Before an individual can begin preparation for the exam, they must first become a licensed professional architect with a CAA. Once licensed, they will be able to take the examinations that are required for becoming a qualified architect. Taking these exams is the only way to raise one’s professional level to the next level. These professional architectural examinations measure an individual’s knowledge level in a variety of areas. The following is a brief description of what is required in each of the seven sections of the examination.
In the site planning section of the exam, candidates will need to demonstrate their ability to draft plans of buildings and structures that are in compliance with local, state, and federal building codes. The site planning portion of the exam includes both drafting and designing the structure as well as any location that require building placement. The exam builder will be responsible for the entire life cycle of the project, from conception to completion, including maintenance and repair work. Site planning includes the physical layout of the site, including any existing infrastructure and utilities, the planned facilities, as well as parking, loading, and discharging points.
Architectural drawings and blueprint design are the second two sections that will be tested in the exam. Candidates will need to design and build new structures that incorporate the prescribed technical specifications.

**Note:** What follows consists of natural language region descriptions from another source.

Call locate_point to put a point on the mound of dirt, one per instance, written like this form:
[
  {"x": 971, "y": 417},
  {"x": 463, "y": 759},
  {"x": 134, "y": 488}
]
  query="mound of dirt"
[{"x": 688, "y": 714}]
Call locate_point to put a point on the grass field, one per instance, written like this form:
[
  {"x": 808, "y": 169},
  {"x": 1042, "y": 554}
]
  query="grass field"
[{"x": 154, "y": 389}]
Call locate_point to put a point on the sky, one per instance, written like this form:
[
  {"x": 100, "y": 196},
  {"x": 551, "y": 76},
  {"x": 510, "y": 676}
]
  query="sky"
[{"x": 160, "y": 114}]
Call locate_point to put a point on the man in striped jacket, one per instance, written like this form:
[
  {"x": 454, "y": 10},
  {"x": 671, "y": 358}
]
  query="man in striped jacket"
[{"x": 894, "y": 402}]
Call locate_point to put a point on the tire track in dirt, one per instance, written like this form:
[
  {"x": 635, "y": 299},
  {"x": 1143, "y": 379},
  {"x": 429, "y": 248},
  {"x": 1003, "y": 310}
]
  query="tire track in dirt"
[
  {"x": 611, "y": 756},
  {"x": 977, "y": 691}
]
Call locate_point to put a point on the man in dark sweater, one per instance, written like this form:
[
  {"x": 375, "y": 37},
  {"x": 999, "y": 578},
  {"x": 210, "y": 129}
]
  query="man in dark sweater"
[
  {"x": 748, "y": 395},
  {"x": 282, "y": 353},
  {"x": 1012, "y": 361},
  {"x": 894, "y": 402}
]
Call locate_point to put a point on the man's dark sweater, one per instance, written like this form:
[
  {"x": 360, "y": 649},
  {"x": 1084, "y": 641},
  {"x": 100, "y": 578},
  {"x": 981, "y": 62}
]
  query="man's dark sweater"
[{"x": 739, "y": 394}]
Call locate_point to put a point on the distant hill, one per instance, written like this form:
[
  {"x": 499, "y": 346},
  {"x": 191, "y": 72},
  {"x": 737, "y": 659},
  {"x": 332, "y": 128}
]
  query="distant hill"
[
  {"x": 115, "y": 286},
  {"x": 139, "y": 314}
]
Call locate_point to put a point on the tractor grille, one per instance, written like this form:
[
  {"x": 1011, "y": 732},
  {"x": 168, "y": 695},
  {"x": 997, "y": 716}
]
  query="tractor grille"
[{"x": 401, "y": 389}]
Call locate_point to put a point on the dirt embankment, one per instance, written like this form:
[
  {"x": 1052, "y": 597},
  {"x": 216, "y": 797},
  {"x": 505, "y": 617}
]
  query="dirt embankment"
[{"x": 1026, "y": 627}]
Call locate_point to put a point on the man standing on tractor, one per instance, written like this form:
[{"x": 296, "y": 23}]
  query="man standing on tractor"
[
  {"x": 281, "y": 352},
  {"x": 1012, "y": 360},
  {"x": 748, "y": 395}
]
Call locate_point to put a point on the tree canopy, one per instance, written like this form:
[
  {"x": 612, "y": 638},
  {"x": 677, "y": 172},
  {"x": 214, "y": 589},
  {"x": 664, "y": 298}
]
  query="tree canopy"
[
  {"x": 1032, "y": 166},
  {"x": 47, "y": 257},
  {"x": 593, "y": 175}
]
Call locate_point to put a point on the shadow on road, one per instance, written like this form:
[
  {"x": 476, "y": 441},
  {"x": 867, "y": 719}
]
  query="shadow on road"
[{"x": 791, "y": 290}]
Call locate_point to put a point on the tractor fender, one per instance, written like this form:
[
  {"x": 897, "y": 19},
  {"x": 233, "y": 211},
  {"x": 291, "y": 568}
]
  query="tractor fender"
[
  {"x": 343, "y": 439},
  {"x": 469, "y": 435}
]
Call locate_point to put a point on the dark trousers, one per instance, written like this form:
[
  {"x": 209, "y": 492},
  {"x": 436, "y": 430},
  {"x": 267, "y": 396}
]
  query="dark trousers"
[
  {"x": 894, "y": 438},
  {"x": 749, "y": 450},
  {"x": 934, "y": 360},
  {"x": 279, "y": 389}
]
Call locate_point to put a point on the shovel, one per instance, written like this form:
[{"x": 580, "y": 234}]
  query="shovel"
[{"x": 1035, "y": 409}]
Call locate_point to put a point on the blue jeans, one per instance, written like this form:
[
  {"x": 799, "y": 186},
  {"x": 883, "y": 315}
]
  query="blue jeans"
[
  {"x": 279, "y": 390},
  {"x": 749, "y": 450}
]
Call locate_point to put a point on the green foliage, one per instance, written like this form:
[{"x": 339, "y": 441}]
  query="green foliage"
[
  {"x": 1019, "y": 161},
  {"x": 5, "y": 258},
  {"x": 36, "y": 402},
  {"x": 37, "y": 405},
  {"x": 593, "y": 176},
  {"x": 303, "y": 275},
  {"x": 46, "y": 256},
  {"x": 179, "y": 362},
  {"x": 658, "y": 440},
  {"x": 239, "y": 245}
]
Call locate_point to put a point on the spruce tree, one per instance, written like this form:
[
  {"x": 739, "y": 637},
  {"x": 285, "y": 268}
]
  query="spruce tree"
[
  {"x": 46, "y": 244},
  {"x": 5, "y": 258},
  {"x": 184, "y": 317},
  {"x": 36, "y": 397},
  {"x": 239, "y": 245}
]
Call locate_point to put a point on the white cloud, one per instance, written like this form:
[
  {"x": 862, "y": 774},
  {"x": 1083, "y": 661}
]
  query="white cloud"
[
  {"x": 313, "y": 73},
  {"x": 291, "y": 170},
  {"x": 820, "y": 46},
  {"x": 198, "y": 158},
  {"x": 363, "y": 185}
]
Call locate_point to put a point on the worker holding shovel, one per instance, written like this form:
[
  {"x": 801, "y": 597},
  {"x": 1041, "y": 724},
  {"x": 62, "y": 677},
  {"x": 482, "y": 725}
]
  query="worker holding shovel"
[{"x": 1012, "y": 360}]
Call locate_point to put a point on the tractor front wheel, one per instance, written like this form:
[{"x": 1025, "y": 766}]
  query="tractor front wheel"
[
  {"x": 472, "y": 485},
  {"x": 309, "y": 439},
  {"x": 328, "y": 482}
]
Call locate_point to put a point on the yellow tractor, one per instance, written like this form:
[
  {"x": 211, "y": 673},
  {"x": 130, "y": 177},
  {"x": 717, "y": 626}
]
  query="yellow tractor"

Building designs include the method of construction, materials, dimensions, and the ultimate architectural style. Graphic vignettes complete the section, measuring the completed project against the given specifications. The graphic vignette test consists of multiple-choice questions answering basic architectural information and drafting skills.
Architects must pass both the written and analytical portions of the exam before earning a Professional Architect Registration with the American Board of Architectural Registration and Licensing (ABAR). To prepare for the exam, prospective candidates may choose to take a College Level Examination Program (CLEP) or participate in an ABAR study guide. The CLEP exam measures the student’s knowledge by testing topics in basic architectural practice, drafting fundamentals, architectural terminology, and perspective concepts. A student may earn up to seventy-five points if they successfully pass the CLEP exam. The ABAR study guide covers all of the sections of the exam and includes multiple-choice and writing sections.
The use of ABAR review materials enables future architects to learn from the mistakes that others have made. Students can use the review guides as a reference and preparation tool. In addition, ABAR instructors may assign students specific areas of focus during classroom sessions. Exams are administered regularly, providing students with another opportunity to succeed. Students may also be permitted to utilize ABAR study strategies, including the use of ABAR review guides.